Deduplication attacks

The Dropship affair is, to my knowledge, the first example of an interesting attack on deduplication mechanisms which I thought I'd present it here for people who might not want to read about the whole story. Some of the ideas in this post come from comments on Hackernews, especially from this comment by limmeau and replies by alex1 and 0x0.

Data deduplication is a natural and well-known idea: when you're storing redundant data, you want to implement something at the filesystem level to store multiple copies of the same data at the same place and save disk space. This is especially true for personal hosting services like Dropbox, where some big files will be uploaded multiple times by a lot of users (redundancy) and seldom modified (better efficiency because you have to actually copy the data to create the modified version when this happens). [I know that deduplication is done on blocks rather than files, but let's simplify.]

Now, a natural extension of the scheme for personal hosting services is to do the deduplication on the client side. When the user wants to upload something, you ask them to give you a hash of the content first, and check if you already have a file with that hash. If you do, you assume it's the same file (collisions would be both unlikely and impossible to force if you use the right sort of hash functions, and we will indeed assume that the hash used is secure).
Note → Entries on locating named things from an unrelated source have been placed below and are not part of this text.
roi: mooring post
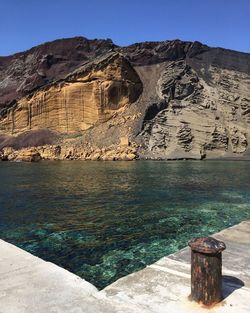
[188,237,226,306]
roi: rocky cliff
[0,38,250,159]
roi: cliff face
[0,53,142,134]
[0,38,250,159]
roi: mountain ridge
[0,37,250,159]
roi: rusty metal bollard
[188,237,226,306]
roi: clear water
[0,161,250,288]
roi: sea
[0,160,250,289]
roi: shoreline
[0,221,250,313]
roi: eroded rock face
[0,39,250,160]
[0,53,142,134]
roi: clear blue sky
[0,0,250,55]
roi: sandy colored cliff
[0,38,250,160]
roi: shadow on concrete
[222,275,245,300]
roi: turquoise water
[0,161,250,288]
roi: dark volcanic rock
[0,37,250,159]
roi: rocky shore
[0,144,138,162]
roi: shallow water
[0,161,250,288]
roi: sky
[0,0,250,56]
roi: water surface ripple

This scheme both saves space on the server (you only keep one copy of the file) and saves bandwidth (because you don't even have to transfer the file). Sounds great, doesn't it?

Well, the slight problem is that, given a hash, this allows the client to know if any user on the server has a file with this hash, and to get a copy of it if there is one. That is, assuming that you know how the client and server communicate, but unless you rely on security by obscurity, this should be assumed anyway since the client runs on untrusted hardware. (As a side note, the Dropbox client is actually closed source, but this didn't protect them, though I guess Dropbox has better things to do than trying to obfuscate things.)

Hence, we can imagine at least two attacks:

File sharing: Instead of sharing files, you can just share hashes and get the file from Dropbox, which is more convenient and might make Dropbox liable if you use this for illegal purposes such as copyright infringement.
Spying: You can try to guess if someone is hosting a file on Dropbox by testing if the hash is known. In particular, if you have a redacted document for which you can generate possible values for the redacted content and for which you think an unredacted version is on Dropbox, you can test all values and see which one Dropbox knows.

These are not unique attacks, because public file sharing sites like Megaupload will let you exchange files by just transmitting URLs anyway, and because you shouldn't put sensitive data on Dropbox to start with (yes, they encrypt your files, but I think it's done on the server, and the client is proprietary anyway). However, I find this quite elegant.

As a purely useless exercise, I will now concentrate on the file sharing attack, forgetting that public file sharing services exist. limmeau's comment suggests the following protection against the attack: the server can ask the client for bytes of the file at random offsets of its choosing along with requesting the hash. It seems to me that, if the client only has constant size information about the file, the probability of the client managing to pass the challenge decreases as the file size grows (of course, usual disclaimers apply). What's more, the overhead in bandwidth and computation for this scheme (both on client and server) is quite small.

A possible refinement of the attack (alex1's comment) would be to have a network where attackers can forward the server challenges and get the responses from people who actually have the file. We have added the constraint that the exchange must take place when the server challenge is known, but the file can still be retrieved from the server with the attacker exchanging a constant size amount of information with a file-holding accomplice. Can we prevent that?

The answer is yes, if the server and client share some amount of information unknown to the accomplices. For instance, the server could require the client to keep an entropy pool generated from the client's uploads to the server (and bounded by a size C, because the hosting service isn't very useful otherwise). The server could then build challenges requiring knowledge of the entropy pool, like requesting the checksum of the file using the pool as salt, which would require the attacker to exchange more information with the accomplice: what we would hope to achieve if the pool is full would be to force the exchange to require min(C, N) with N the size of the file.

There are still a lot of questions we could ask about that, though. What happens if we take into account the fact that there are multiple transactions? Also, can we do this in a way which is more efficient for the server? Checking random bytes of the file was easy; computing a checksum over it using the entropy pool as salt is hard. Keeping a copy of the pool takes up some space too, though it should be possible to store it efficiently since it is computed from uploads which actually reside on the server.